The latest in a series of reports into problems faced by consumers in Scotland when shopping online, this reports charts the progress of delivery charges from 2012-2015.
The UK online shopping market is one of the most developed in the world, with sales contributing up to 15% of total retail sales. This growing market is of particular importance to those living in rural and remote rural areas, as it brings the potential for consumers to benefit from the same level of choice enjoyed closer to population centres.
However these rural consumers often find that they are excluded from home delivery options, or face high delivery surcharges that can make online shopping uneconomical. Moreover, this is part of a range of extra costs faced by people in rural areas; rural household budgets need to be 10-40% higher in order to achieve a minimum acceptable living standard.
The Citizens Advice Service in Scotland has been campaigning on the issue of unfair delivery charges since 2011. In this latest Consumer Futures Unit report we examine the same 534 online retailers identified by consumers in our 2012 research and assess progress.
- The problem of high delivery surcharges for consumers in rural and remote areas has not gone away, and the problem continues to impact the Scottish Highlands and Islands more than other rural areas of the UK.
- Fewer retailers add a surcharge compared with three years ago.
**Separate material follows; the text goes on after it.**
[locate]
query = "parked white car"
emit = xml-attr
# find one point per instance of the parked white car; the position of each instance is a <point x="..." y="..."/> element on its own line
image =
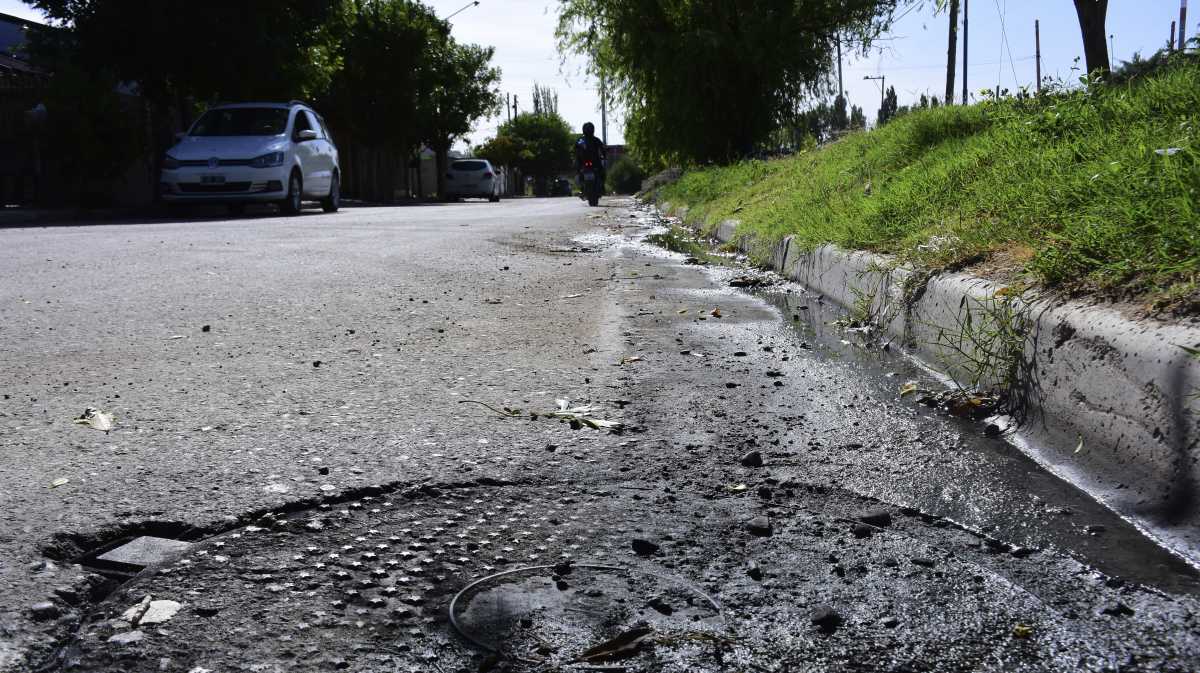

The proportion of retailers in our survey surcharging customers in the Highlands has dropped from 49.8% in 2012 to 44.1% in 2015. Island residents are surcharged by 53.1% of retailers now, down from 62% in 2012.
- When a surcharge is applied, Highland and Island consumers pay more than they did three years ago, despite average delivery charges remaining static and falling in real terms. This results in these consumers paying roughly four times as much for delivery.
- Surcharges for Highlands consumers have risen by 17.6% (10% adjusting for inflation) and by 15.8% (or 8.3% in real terms) for islands consumers since 2012.
- Fewer retailers now refuse to deliver to the remote areas compared with 2012. Only 3.8% of retailers surveyed excluded some part of the Highlands from their delivery offering, while 10.9% excluded some part of the Scottish Islands.